Viele Jugendliche in Bayern, die auf dem Land leben, wollen ihren Heimatort verlassen. Das hat eine Studie ergeben, die die bayerischen Grünen in Auftrag gegeben haben. Deshalb steht die Zukunft des ländlichen Raumes im Mittelpunkt der Herbstklausur der Landtags-Grünen, die heute in Aschaffenburg beginnt.

Von: Peter Kveton

Stand: 13.09.2016

Die Klausur steht unter dem Motto "Gleiche Chancen – egal, wo du in Bayern lebst". Laut Fraktionschefin Margarete Bause wollen die Grünen Strategien entwickeln, wie die Landflucht eingedämmt werden kann. Die Fraktion hatte ein eigenes Gutachten in Auftrag gegeben. Ergebnis: Viele Jugendliche überlegen, ihren Heimatort zu verlassen.

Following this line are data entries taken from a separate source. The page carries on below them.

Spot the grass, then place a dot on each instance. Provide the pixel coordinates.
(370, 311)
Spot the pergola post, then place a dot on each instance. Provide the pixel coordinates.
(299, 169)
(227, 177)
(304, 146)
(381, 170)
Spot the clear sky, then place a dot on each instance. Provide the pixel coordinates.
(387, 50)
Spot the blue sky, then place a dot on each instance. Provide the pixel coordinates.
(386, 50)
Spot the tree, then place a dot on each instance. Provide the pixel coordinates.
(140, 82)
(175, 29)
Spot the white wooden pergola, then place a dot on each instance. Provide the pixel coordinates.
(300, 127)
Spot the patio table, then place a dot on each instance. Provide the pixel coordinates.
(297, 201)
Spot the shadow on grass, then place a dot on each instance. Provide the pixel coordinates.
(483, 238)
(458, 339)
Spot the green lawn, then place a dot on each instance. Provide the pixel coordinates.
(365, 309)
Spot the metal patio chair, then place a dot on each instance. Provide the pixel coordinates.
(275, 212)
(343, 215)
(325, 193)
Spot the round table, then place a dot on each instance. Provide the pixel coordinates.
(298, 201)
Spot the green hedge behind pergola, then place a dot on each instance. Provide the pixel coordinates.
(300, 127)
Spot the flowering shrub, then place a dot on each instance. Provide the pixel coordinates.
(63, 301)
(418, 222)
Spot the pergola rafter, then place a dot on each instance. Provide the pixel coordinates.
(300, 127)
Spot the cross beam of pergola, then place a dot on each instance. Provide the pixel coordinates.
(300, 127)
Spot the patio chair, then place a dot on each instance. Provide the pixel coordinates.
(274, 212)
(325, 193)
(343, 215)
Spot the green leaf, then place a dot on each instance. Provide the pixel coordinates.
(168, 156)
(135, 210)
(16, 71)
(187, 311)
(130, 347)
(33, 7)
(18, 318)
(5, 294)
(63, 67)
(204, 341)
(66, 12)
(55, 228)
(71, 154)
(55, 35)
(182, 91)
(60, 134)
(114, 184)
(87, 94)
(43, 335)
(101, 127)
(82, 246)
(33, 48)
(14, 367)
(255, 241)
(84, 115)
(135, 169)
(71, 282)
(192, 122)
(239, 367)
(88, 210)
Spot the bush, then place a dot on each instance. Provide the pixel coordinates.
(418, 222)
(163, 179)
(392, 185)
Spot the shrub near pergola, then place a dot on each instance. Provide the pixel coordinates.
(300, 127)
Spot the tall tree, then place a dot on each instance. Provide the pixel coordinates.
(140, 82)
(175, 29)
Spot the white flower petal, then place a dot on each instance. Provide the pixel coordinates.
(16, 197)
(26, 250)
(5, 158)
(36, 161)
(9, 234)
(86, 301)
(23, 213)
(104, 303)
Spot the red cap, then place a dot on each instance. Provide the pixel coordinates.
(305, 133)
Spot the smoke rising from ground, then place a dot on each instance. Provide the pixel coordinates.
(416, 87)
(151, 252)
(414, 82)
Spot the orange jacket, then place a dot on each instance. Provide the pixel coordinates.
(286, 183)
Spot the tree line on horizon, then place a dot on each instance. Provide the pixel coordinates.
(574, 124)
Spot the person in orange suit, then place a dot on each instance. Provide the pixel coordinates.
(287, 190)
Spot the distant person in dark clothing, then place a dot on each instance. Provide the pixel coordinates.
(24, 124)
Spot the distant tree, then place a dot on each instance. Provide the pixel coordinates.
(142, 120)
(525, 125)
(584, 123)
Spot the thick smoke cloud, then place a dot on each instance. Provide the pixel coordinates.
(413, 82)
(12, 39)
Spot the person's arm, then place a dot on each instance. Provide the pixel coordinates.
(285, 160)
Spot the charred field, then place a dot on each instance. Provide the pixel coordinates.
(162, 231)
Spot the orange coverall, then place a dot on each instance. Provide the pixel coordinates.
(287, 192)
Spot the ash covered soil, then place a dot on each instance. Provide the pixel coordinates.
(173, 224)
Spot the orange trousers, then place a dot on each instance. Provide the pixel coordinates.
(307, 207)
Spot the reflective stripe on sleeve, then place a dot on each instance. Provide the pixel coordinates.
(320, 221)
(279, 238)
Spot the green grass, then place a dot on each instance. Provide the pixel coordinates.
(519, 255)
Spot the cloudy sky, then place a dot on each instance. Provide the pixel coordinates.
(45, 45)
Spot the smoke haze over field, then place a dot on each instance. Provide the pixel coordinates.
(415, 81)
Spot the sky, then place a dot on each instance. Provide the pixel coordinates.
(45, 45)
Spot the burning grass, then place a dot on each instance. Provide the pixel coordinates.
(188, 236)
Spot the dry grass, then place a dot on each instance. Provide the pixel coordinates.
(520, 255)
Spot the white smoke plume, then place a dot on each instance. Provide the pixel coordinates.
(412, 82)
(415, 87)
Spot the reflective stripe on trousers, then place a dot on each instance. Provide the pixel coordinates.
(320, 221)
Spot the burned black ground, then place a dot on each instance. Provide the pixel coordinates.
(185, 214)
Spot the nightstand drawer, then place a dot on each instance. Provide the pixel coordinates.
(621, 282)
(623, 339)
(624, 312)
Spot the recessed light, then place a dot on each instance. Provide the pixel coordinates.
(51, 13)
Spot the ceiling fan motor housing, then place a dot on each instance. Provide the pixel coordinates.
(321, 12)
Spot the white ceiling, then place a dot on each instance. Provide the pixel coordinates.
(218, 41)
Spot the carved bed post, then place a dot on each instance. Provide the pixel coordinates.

Ohne Auto so gut wie aufgeschmissen

Dem wollen die Grünen entgegenwirken – mit einer Zukunftsagenda für den ländlichen Raum. Neben Jobs und Einkaufsmöglichkeiten darf es auch nicht an Verkehrsmöglichkeiten fehlen. Daher denken die Grünen an eine Mobilitätsgarantie. Denn in vielen Orten verkehren kaum mehr Busse und Bahnen. 

Wie diese Probleme zu lösen sein könnten, darüber will die Landtagsfraktion auch mit dem Miltenberger Grünen-Landrat Jens Marco Scherf diskutieren. Am Abend wird noch der Vorsitzende der Bundestagsfraktion, Toni Hofreiter, zu einem Meinungsaustausch erwartet.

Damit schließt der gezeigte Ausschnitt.